A group of us were sitting around this morning, discussing our parents getting old, some of the problems that caused, and how we can alleviate them.
Loneliness is one problem.
Many of our parents had lost a partner, lost many of their close friends. Or their friends have moved away. For us, a friend moving, say, two suburbs away isn’t much, but when you have limited mobility it becomes a major problem.
Many older people lack mobility. They can’t walk as far, or as fast, due to problems with hips or knees or their back. Many of them can’t drive any more due to vision problems.
Lack of mobility makes you housebound. It becomes harder to go out and do things, which makes it harder to talk to people, which in turn ends up making you lonelier. It becomes a vicious circle.
This is not just old people, by the way. It impacts everyone. It just happens that we were discussing old people, our experiences, and some of the problems.
A lot of the things we could do to make lives better for our elderly parents took place during working hours. Exercise classes, craft sessions, friends getting together. Which we couldn’t get to, because we were working.
We talked about how not being able to give our parents their freedom made us feel helpless.
Giving up your job, your life, to look after a parent is sometimes the only thing you can do. But most of the time, that’s not optimal. There’s the money aspect, of course, but there’s also the dignity, the freedom for the older person. They don’t want to be reliant on you. (Or our parents didn’t, anyway.) They want their own life, but they want it to be happy and fulfilled.

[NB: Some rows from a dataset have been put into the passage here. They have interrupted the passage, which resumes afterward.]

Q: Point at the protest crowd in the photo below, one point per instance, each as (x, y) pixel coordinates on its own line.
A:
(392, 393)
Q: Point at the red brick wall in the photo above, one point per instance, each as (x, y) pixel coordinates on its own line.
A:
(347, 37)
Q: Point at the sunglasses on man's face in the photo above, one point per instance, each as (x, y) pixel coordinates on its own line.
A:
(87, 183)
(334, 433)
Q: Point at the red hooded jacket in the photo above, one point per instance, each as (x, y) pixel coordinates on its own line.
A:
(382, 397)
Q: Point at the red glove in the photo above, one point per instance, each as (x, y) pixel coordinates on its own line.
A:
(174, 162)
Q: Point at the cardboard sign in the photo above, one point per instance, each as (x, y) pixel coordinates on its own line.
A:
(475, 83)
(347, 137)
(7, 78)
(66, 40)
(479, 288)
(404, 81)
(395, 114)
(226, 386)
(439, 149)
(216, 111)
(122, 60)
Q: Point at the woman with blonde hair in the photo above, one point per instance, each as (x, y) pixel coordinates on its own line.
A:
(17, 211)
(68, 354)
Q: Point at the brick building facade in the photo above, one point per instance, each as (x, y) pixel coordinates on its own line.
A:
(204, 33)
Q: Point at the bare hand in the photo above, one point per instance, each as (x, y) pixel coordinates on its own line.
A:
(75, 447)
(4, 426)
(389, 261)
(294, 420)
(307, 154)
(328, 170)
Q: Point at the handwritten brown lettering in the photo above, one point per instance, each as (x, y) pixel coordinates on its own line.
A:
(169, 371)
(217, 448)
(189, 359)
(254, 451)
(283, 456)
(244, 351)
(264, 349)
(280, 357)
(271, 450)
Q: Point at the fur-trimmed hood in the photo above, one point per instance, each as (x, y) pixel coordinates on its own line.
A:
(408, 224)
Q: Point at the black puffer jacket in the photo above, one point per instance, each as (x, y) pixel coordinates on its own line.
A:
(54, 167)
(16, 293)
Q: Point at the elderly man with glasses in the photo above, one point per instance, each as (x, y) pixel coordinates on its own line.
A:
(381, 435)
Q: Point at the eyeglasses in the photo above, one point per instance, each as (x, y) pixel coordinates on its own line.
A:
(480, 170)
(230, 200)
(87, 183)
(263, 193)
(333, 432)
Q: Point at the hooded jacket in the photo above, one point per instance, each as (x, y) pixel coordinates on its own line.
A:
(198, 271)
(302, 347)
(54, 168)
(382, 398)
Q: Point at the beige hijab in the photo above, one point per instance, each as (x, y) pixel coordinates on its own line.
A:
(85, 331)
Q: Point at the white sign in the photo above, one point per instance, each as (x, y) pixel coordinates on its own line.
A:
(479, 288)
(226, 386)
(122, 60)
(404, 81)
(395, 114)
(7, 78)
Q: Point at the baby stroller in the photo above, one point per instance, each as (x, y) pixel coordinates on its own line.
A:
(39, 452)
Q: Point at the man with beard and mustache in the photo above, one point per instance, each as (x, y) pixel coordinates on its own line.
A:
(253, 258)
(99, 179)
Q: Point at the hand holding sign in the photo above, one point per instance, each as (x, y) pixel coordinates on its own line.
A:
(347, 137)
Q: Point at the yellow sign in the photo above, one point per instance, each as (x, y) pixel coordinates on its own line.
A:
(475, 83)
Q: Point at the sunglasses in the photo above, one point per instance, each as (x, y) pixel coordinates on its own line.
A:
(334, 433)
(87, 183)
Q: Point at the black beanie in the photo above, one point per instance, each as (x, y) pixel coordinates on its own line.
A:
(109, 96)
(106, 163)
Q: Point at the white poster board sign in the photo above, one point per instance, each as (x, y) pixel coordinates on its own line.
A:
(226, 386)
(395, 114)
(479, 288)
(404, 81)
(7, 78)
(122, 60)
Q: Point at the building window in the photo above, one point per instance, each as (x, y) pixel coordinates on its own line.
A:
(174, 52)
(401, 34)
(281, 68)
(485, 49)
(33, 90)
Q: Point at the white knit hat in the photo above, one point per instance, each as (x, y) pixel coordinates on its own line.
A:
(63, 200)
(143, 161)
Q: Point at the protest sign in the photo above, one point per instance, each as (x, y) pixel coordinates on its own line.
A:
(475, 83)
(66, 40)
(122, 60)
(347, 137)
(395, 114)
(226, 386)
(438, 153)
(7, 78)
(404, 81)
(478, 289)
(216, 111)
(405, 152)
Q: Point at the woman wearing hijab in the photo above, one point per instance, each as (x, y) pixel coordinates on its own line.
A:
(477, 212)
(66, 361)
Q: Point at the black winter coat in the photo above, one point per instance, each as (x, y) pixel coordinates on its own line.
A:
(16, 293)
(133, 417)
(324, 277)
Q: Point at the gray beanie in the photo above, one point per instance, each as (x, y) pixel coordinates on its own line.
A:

They certainly don’t want to have to rely on someone else.
It’s one reason I can’t wait for self-driving cars.
Seven years before Mum died she lived in a small country town which had a post-office/shop and that was it. Even the local pub, which used to be open Friday and Saturday nights, had closed down. She drove 100 kilometres for groceries, and she was losing her sight. So we moved her across the state (a move of 400km) to be closer to her family.
If we’d had self-driving cars, she could have stayed in her own home longer.
Mum left most of her friends behind when she moved, and while her new town had family, with her limited visibility it was still hard to go out and do things on her own. She had to wait until one of her children was available to take her shopping. There were exercise sessions she was encouraged to go to, but she had to take a taxi to get there. She couldn’t go to places like craft classes, because most of them were in working hours.
She was tied to our schedule, not her own.
If we’d had self-driving cars she could have gone where she wanted to, when she wanted to. It would have given her back mobility, which would have given her back her freedom.
That’s no small thing.
(Mum moved into an aged care facility six months before she died. She loved it. There were people around to talk to. They ran classes. They had concerts, and excursions. She could do things again.)